Idris Talib Solomon is an award-winning photojournalist and art director. Mr. Solomon has a versatile background in graphic design, photography, video, and art direction. He has several years of experience in advertising and is currently on contract at HBO as an art director.

He has photographed for The New York Times, Amazon Prime TV, HBO, ESPN, Reuters and The Drone Racing League.

He is the host and Creative Director of The Black Shutter Podcast.

Rania Matar was born and raised in Lebanon and moved to the U.S. in 1984. As a Lebanese-born American artist and mother, her cross-cultural experience and personal narrative inform her photography.

Matar’s work has been widely exhibited in museums worldwide, including the Museum of Fine Arts, Boston, the Carnegie Museum of Art, National Museum of Women in the Arts, and more.  It is part of the permanent collections of several museums, institutions, and private collections. A mid-career retrospective of her work was recently on view at the Cleveland Museum of Art, the Amon Carter Museum of American Art, and at the American University of Beirut Museum.  Matar received a 2018 Guggenheim Fellowship, 2017 Mellon Foundation artist-in-residency grant, 2011 Legacy Award at the Griffin Museum of Photography, 2011 and 2007 Massachusetts Cultural Council artist fellowships. In 2008 she was a finalist for the Foster Award at the Institute of Contemporary Art/Boston, with an accompanying solo exhibition.

She has published three books: L’Enfant-Femme, 2016; A Girl and Her Room, 2012; Ordinary Lives, 2009. She is currently working on her fourth book, SHE, 2021, published by Radius Books.  She is currently associate professor of photographer at the Massachusetts College of Art and Design, and regularly offers workshops, talks, class visits and lectures at museums, galleries, schools, and colleges in the US and abroad.

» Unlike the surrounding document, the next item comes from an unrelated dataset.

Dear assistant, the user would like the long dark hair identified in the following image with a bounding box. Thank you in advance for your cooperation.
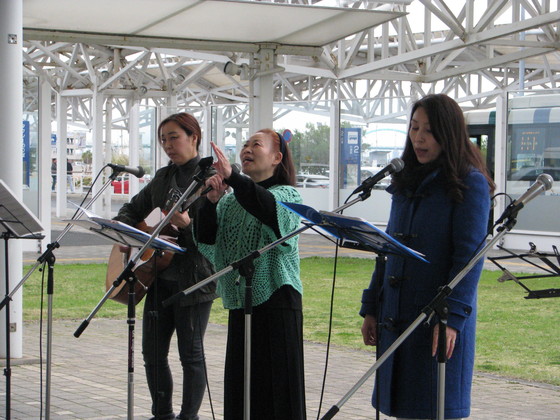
[257,128,296,186]
[393,94,495,202]
[158,112,202,150]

Philip Montgomery (b. 1988) is a photographer whose current work chronicles the fractured state of America. He is a regular contributor to The New York Times Magazine, Vanity Fair, and The New Yorker. In 2018, he was awarded the National Magazine Award for feature photography for his work chronicling the opioid epidemic. He has also received awards from World Press Photo, Pictures of the Year International, American Photography, the National Press Photographers Association, and Photo District News. Philip’s work has been exhibited at Foam Museum in Amsterdam, the Annenberg Space for Photography in Los Angeles, Aperture Gallery in New York, the International Center of Photography in New York, and the Deichtorhallen House of Photography in Germany. His work is part of the permanent collection at Duetsche Börse Photography Foundation. Montgomery’s monograph, American Mirror, will be published by Aperture in fall 2021. He lives and works in New York City.

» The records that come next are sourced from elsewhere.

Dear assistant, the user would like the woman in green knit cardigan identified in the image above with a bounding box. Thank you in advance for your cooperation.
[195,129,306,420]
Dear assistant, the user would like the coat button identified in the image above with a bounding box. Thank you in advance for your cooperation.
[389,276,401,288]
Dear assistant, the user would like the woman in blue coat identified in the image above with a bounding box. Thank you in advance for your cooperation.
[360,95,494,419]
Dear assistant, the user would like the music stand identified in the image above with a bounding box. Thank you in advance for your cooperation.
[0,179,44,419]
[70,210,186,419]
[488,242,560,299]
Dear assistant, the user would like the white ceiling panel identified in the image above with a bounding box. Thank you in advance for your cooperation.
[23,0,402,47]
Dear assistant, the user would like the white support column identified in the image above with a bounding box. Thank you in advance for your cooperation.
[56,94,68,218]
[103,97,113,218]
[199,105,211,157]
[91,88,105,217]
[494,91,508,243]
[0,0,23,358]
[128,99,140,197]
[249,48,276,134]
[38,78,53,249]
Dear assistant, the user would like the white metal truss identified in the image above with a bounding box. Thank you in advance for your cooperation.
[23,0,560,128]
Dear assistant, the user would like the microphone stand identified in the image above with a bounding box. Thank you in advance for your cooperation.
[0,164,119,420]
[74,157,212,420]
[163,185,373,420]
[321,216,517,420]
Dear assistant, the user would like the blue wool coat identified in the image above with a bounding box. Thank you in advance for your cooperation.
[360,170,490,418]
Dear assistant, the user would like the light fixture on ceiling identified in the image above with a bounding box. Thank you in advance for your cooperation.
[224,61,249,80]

Yukiko Yamagata is curatorial and deputy director for Culture and Art at the Open Society Foundations, where she supports artists, cultural activists, cultural spaces, and their leaders who are working to advance justice and human rights throughout the world. Prior to working with the Culture and Art program, she was the acting director for the Open Society Documentary Photography Project. She has over two decades of experience working at the intersection of culture, art, photography, and social justice. Prior to joining Open Society in 2005, she worked at the Schomburg Center for Research in Black Culture and the Whitney Museum.

Image: Rania Matar, Cyrus, Brookline, Massachusetts, 2020.